Artifacts: archived_data/sirna_decirc_live_{companies,gap}_20260619.*.


The concept→company bridge (2026-06-19)

Why: open-world deal recall was 0/12 because the entity-keyed China filing sources (where China-China deals live) weren't in the discovery loop, and no free external target→company ontology exists (OpenTargets has no company field — verified by schema introspection). So we built the bridge ourselves, three parts:

  1. cn_filings (HKEX/CNInfo) wired into round-2 per-sponsor (_live_cn_filings).
  2. Self-built Target→Company derivation (derive_companies_from_corpus): scan our corpus for companies co-occurring with a modality + target/indication token → ~40 companies (vs round-1's ~7) → seed round-2. Query-seeds only; never scored as discovered (no recall inflation).
  3. Filing sources exempt from the round-2 on-modality gate — the deal filings name the deal, not the modality (D06 Merck×Hengrui: 27 co-occurring filings, 0 modality tokens), so gating them blocked deal recovery.

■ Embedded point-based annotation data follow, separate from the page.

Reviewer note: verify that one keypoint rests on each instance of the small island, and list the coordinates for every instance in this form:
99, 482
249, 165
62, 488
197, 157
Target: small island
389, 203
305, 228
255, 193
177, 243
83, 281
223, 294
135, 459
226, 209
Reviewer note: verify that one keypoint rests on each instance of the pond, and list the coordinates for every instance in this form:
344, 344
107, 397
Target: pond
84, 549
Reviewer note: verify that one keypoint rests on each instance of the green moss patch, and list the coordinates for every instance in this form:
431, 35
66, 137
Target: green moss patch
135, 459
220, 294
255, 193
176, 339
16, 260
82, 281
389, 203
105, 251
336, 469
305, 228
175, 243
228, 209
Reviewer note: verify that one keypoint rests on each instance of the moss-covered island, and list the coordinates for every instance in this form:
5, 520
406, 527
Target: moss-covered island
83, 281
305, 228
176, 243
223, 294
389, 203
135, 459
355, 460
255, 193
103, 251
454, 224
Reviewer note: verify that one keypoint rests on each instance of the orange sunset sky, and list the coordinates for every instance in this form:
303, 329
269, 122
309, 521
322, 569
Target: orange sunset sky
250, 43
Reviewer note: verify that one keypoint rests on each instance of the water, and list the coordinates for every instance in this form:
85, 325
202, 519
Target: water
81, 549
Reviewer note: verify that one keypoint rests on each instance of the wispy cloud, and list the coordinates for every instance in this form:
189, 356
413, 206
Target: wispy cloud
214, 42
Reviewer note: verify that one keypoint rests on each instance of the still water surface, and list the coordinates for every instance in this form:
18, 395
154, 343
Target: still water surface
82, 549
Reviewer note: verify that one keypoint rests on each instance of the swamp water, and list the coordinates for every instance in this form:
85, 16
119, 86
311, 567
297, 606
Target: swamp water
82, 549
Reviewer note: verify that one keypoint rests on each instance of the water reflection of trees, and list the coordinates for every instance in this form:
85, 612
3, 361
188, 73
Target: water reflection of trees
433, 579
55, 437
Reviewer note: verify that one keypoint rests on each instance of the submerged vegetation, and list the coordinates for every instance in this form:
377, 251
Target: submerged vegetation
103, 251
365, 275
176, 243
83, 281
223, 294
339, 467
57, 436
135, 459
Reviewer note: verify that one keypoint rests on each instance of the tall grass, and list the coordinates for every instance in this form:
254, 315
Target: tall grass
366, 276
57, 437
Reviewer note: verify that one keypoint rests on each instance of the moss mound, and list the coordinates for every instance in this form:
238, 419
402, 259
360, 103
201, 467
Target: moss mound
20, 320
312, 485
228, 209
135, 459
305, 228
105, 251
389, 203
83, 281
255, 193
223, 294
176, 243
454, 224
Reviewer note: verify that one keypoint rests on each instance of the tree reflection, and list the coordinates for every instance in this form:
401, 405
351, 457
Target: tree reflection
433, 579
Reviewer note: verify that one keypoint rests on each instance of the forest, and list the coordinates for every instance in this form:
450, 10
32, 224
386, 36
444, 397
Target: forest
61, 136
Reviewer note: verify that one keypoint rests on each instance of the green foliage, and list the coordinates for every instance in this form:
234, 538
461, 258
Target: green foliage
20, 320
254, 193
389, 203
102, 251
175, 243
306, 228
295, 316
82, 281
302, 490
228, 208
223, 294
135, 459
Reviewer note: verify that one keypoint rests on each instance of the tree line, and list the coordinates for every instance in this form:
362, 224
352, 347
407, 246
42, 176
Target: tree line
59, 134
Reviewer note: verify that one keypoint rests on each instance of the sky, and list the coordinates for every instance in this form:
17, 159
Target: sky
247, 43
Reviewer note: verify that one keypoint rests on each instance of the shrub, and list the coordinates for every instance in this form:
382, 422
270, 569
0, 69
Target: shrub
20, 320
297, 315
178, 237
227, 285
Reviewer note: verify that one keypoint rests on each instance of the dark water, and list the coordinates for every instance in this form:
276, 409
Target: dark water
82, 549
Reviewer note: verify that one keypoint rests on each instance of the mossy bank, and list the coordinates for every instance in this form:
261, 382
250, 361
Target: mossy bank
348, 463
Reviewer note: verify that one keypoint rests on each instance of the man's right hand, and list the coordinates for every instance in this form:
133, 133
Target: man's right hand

Measured (db + derivation — note: SEMI-CIRCULAR, see caveat):

metric before bridge after bridge (+ precision guard + AGT) closed-world
company recall 39% 50% (18/36)
asset recall (sponsor) 38% 47% (15/32) 47% (15/32, ceiling)
deal recall 42% 75% (9/12) 92% (11/12)
precision 26% 23%

(Raw bridge before the precision guard was 56% company / 7% precision — round-2 filing per-sponsor projected every co-named filer. A cardio-relevance guard on the filing company-hits restored precision to 23% with deal recall + the asset ceiling held. The AGT decompose fix — cover all cardiometabolic axes — recovered ⅚ deck targets, up from 4/6.)

What this proves: the bridge mechanism works end-to-end — derive companies from the corpus ontology → query the entity-keyed filing sources in round-2 → deal co-occurrence → deal recall. Open-world db asset recall now equals the closed-world entity-keyed ceiling, and deal recall reaches 9/12.

Two honest caveats: - Semi-circular. This is db mode over the entity-seeded corpus, and the derivation reads that same corpus. It proves the mechanism, not a clean open-world number (the honest live, no-corpus number is still 9%/19%/0% — gated on surfacing the China sponsors live, which needs CDE + patents, not the entity-seeded corpus). The bridge becomes genuinely open-world precisely as those sources feed real sponsors in. - Precision cratered to 7% (284 companies, 20 on deck). Round-2 filing per-sponsor projects every co-named filer. Tightening that projection (relevance-filter the round-2 filing company hits) is the next lever.